JK1 - I'm curious about why you appear to feel so bitter about people who succeed at self-publishing? If they can build up a market for their books, more power to them. Why would you call the people who buy their books 'sycophants'?


----------



## Sam (Sep 8, 2011)

I think it's because he believes that every self-published author hasn't the talent/skill to make it traditionally, which is a crock. 

I can tell you for a fact that the book recognised by practically every academic circle as the greatest novel of our time, James Joyce's _Ulysses_, was self-published. I can tell you that _A Time to Kill_, the novel which launched John Grisham's phenomenal career, was self-published. To rub more salt in the wound, the book that is a must for every writer, _The Elements of Style _by Strunk and White, was also self-published.  

Some of the greatest writers throughout history have self-published: Edgar Allen Poe, Mark Twain, Bernard Shaw, Thomas Paine, Virginia Wolff, e.e. Cummings, Ezra Pound; the list is long and rife with talented/skilled authors.


----------



## Brock (Sep 9, 2011)

If a person is able to make money and entertain others by doing something that he or she loves, isn't that success?  Who on earth would take a pledge against that?  I'll write until the day I die, regardless if I'm approved by a publisher or not.


----------



## Baron (Sep 9, 2011)

Many writers have taken advantage of the internet in the same way that musicians did.  It has enabled them to get their work seen without the need of an institution to promote it.  There are many I know who, like myself, have tired of the controls of mainstream publishing houses and of seeing the profits made while the writer received only pennies in royalties.  There are few successful writers, who make an income high enough to maintain themselves solely from writing fiction.  The opportunities offered by Createspace, Lulu and similar give the writer a bigger bite of the apple.

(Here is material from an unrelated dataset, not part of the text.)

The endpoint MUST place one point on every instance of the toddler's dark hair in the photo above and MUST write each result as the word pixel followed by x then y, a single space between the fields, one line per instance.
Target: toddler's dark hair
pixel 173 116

Regardless of how much is spent on promotion, which is where the publishing houses do have an advantage, more sales of books result from word of mouth recommendation than any other means.  This is where social networking sites and similar have given the writer a great advantage, which no previous generation ever had.  People don't recommend rubbish and those self published works which achieve a lot of sales do so because they're good.  Even friends won't endorse trash.


----------



## Jk1 (Sep 11, 2011)

Ok. First off, I don't believe that all self-published authors are talentless or sub-standard in some way. Of course, things aren't that black and white. And I wasn't basing my opinion on 'something I'd read somewhere'. I was thinking of a few self-published authors I've met and one particular author I've come across on-line, who galls me not because she's such a good self-publicist, but because I truly believe her writing is poor. 

It's as if the lure of self-publishing, IN THOSE CASES, completely abjured the self-awareness necessary to admit that having an idea for a story wasn't enough, that at least as much time should be spent on rewriting as on writing, before getting it out there. I think the whole platform-building thing, in some cases, can take over to an extent where the hard work of polishing and editing until your fingers and brain turn blue becomes secondary, or even completely overlooked. Aside from that, I'm a little sick of all the promotion of self-publishing all over the net and I thought it might be interesting to throw something contentious into the mix and see what reactions were. 

Sam, you make some excellent points very eloquently and if Self-publishing has worked for youthen I can only say fair play to you, and to anyone else who manages to use it as part of their overall strategy in such a way. I think it may be worth mentioning though, that the list of heavy-hitters you mention have something else in common - many of them were literary giants living in completelydifferent contexts and climates whose writing was initially seen as so revolutionary or challenging that the establishment took time to catch up. I'm not in that league and I Know it. Maybe you are. I think I have some good stories to tell and believe with hard work, tenacity and a lot of luck I can get published. Maybe!

Beyond all that, I think it’s fair to say that yes, my tone was didactic and not a little bitter – something I need to look at. Thanks for all your comments and for pointing out some flaws in my thinking.

PS. And Brock, I'll write until the day I die too. I meant, that if I can't eventually get it to a wide audience then i don't see the point in broadcasting it to a smaller one.


----------



## garza (Sep 12, 2011)

So for you it's all or nothing. Odd, that. 

The possibility exists that you need to learn a bit more about the way the world works.


----------